If you’re new to your role as a spokesperson or in leading public relations efforts for your organization, you’ve got a great opportunity. You get to “be dumb” to the very people that you’ll need to succeed in your role. So are you taking full advantage?
Here are some examples of what you can do as a “newbie” that veteran PR pros cannot.
If your new job includes pitching stories to TV news departments, you need to understand how TV news departments operate. Ask the station if you can hang out with them for a morning to learn how things work behind the scenes.
Spend a couple hours sitting with the assignment desk and see how many calls come in from PR folk trying to get their stories covered. See all the emails they skim through and the social media posts and tweets that they constantly monitor. Listen to the scanners in the background and the back-and-forth among the newsroom staff. I guarantee you that the respect you have for the assignment desk staff will increase, but you’ll also learn how to better share your story ideas and get covered.
You also should ask to sit in on the “morning meeting” where the decision makers assign the reporters and photographers to events in their daybook (calendar of potential stories). Listen to how they decide which story is most important that they need to cover. Understand why other stories get ignored or left off the list because the station simply didn’t have enough cameras to cover every worthy story.
In one morning you’ll learn more about how to get your story on TV than anything else you could do. It will also make the newsroom more reception to your future pitches. Not only because you now understand what they need, but because the assignment desk staff can put your face and personality with the voice over the phone or words in an email. It’s the ultimate tie-breaker when it’s your story versus another and it’s a toss-up over which to attend.

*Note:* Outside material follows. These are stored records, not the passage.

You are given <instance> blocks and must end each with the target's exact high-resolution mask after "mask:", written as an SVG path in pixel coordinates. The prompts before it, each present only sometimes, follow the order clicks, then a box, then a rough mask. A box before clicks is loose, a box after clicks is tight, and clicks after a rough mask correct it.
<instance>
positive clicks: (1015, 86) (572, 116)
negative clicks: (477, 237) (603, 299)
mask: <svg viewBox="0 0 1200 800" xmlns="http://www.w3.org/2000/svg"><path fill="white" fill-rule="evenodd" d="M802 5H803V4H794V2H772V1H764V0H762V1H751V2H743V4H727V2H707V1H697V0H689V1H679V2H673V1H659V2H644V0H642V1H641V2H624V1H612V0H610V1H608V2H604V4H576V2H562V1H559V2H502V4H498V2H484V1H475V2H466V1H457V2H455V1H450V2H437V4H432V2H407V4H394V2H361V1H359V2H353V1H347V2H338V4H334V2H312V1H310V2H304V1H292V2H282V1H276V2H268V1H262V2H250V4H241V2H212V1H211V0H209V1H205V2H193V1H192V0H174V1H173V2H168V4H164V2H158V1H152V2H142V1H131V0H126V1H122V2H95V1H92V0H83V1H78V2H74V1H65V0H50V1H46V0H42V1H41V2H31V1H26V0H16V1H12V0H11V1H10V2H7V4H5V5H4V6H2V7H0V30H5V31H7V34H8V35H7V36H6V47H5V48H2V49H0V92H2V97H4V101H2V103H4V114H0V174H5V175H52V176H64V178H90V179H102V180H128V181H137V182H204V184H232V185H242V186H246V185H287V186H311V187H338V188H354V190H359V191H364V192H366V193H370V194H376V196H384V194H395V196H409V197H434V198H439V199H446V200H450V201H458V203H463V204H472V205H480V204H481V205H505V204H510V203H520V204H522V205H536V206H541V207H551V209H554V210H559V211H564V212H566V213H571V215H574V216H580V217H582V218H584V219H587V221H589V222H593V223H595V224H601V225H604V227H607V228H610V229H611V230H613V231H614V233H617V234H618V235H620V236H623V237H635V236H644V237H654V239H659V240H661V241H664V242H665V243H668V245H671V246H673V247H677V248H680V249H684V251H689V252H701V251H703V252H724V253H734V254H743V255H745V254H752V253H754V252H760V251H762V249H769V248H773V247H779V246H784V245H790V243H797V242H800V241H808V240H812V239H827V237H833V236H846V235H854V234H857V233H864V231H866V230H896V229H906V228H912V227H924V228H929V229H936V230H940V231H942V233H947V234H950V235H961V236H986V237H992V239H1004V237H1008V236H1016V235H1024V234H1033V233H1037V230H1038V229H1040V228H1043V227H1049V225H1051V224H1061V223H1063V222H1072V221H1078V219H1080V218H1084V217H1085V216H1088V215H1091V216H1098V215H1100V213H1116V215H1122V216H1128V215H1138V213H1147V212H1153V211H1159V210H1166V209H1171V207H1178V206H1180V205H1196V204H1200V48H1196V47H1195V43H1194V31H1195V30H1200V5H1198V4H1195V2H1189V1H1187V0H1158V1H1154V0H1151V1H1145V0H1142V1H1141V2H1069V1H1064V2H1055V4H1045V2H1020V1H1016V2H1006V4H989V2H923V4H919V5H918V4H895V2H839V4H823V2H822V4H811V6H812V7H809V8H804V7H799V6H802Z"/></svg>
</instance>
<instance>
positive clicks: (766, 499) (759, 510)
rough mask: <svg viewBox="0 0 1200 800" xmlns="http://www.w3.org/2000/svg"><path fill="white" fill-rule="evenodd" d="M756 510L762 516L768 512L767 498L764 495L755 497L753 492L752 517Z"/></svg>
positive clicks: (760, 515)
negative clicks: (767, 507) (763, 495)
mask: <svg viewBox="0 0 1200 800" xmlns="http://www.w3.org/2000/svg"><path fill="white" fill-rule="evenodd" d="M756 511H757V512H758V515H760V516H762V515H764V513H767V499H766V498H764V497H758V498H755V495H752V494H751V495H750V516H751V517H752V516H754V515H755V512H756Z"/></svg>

The idea also works for radio or print publications.
The next “newbie” opportunity you have is to talk to other peers and pros. When I first began as a PIO for an ambulance service, I reached out to several area municipality and fire department PIOs and asked if I could meet with them. I got some great insight and advice to help me in my new job.
And while you’re at it, are there any other industry peers you need an excuse to call and invite for coffee?
Here’s the part that will surprise you more than anything. If you’re willing to admit that you’re new to your job and ask someone else for help, they will quickly and gladly agree. People love talking about themselves and explaining what they do. So ask them to talk about themselves and explain what they do. Ask if they have any advice for you in your new job and ask them what they would do in your position. You won’t sound like a lightweight, you’ll sound like an up-and-comer.